Coenzyme Q10 deficiency

Coenzyme Q10 deficiency

Coenzyme Q10 (CoQ10) is a fat-soluble natural compound primarily synthesized by the body. It is also consumed in the diet. Coenzymes generally help enzymes to ensure biochemical reactions run smoothly. CoQ10 is found in every cell of the body as it is needed for basic cellular functions. Cell mitochondria requires CoQ10 to produce energy for cell growth and maintenance. CoQ10 is present in higher concentrations in organs with higher energy requirements such as the kidneys, liver, and heart. Cellular CoQ10 also functions as an antioxidant. Taking a combination of nutrients that include CoQ10 has been found to benefit patients with cardiovascular disorders, including quicker recovery from surgeries. Studies identified common genetic variants that are significantly associated with Q10 levels. One of the tested genetic variations is in the NQO1 gene that helps to convert CoQ10 to a a bioavailable form, ubiquinol. People with genetic variations in the NQO1 gene may not be able to make that transformation. According to the Mayo clinic, CoQ10 levels decline gradually with age. In addition, some prescription drugs may lower CoQ10 levels. Rare genetic defects that cause primary CoQ10 deficiency (which is a severe disorder that severely compromises neuronal and muscular function), are not tested by Lifenome.
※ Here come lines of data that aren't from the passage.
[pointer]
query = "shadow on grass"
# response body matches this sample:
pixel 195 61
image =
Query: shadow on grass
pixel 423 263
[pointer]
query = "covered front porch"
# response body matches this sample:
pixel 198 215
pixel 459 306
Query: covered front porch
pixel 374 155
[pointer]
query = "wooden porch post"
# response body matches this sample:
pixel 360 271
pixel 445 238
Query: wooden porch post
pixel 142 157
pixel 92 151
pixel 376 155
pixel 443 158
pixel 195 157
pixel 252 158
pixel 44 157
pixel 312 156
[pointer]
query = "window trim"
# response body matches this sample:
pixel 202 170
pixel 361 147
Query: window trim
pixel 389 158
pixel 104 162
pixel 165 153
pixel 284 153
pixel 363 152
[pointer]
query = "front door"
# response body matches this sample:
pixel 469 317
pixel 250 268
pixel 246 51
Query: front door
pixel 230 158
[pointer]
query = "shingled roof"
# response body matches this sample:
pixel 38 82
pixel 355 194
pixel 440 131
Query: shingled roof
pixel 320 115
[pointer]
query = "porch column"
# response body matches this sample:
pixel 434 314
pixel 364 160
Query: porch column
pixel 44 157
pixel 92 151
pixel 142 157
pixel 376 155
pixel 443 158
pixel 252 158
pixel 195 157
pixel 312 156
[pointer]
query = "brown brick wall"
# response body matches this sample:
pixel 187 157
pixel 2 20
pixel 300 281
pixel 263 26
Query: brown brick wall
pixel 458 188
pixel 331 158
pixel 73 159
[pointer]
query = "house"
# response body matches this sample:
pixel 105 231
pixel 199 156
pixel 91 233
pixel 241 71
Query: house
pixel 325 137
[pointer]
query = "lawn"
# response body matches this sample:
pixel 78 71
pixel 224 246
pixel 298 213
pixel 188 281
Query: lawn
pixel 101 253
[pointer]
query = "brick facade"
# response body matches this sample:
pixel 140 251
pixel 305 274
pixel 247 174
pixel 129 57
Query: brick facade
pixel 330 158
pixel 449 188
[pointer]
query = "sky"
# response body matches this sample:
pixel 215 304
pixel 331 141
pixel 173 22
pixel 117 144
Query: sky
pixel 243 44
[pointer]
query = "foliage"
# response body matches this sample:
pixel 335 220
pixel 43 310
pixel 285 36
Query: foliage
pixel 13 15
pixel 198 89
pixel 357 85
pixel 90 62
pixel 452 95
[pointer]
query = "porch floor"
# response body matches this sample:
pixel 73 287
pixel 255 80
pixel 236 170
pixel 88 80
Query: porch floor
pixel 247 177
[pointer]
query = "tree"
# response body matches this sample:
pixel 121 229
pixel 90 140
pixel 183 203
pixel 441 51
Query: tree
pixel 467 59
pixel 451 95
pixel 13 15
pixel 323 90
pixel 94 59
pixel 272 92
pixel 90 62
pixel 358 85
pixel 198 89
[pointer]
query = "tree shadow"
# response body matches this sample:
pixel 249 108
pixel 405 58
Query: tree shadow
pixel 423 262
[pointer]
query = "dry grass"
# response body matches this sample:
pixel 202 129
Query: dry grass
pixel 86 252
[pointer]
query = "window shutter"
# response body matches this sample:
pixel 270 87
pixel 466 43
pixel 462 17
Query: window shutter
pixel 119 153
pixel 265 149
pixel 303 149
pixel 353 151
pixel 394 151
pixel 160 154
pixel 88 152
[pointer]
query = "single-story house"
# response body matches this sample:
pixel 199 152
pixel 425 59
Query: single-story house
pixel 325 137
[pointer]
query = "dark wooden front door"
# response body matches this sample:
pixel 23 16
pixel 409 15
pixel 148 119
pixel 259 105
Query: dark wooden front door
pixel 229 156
VITAMIN A (CAROTENE) DEFICIENCY

VITAMIN A (CAROTENE) DEFICIENCY

Vitamin A is a fat-soluble vitamin essential for proper immune system functions, reproduction, red blood cell production, tissue repair, skin health, vision, and maintenance of strong bones and teeth. Carotenoids are important antioxidants and anti-inflammatory agents and have enormous protective benefits for heart conditions, respiratory problems, elevated glucose levels, and other conditions.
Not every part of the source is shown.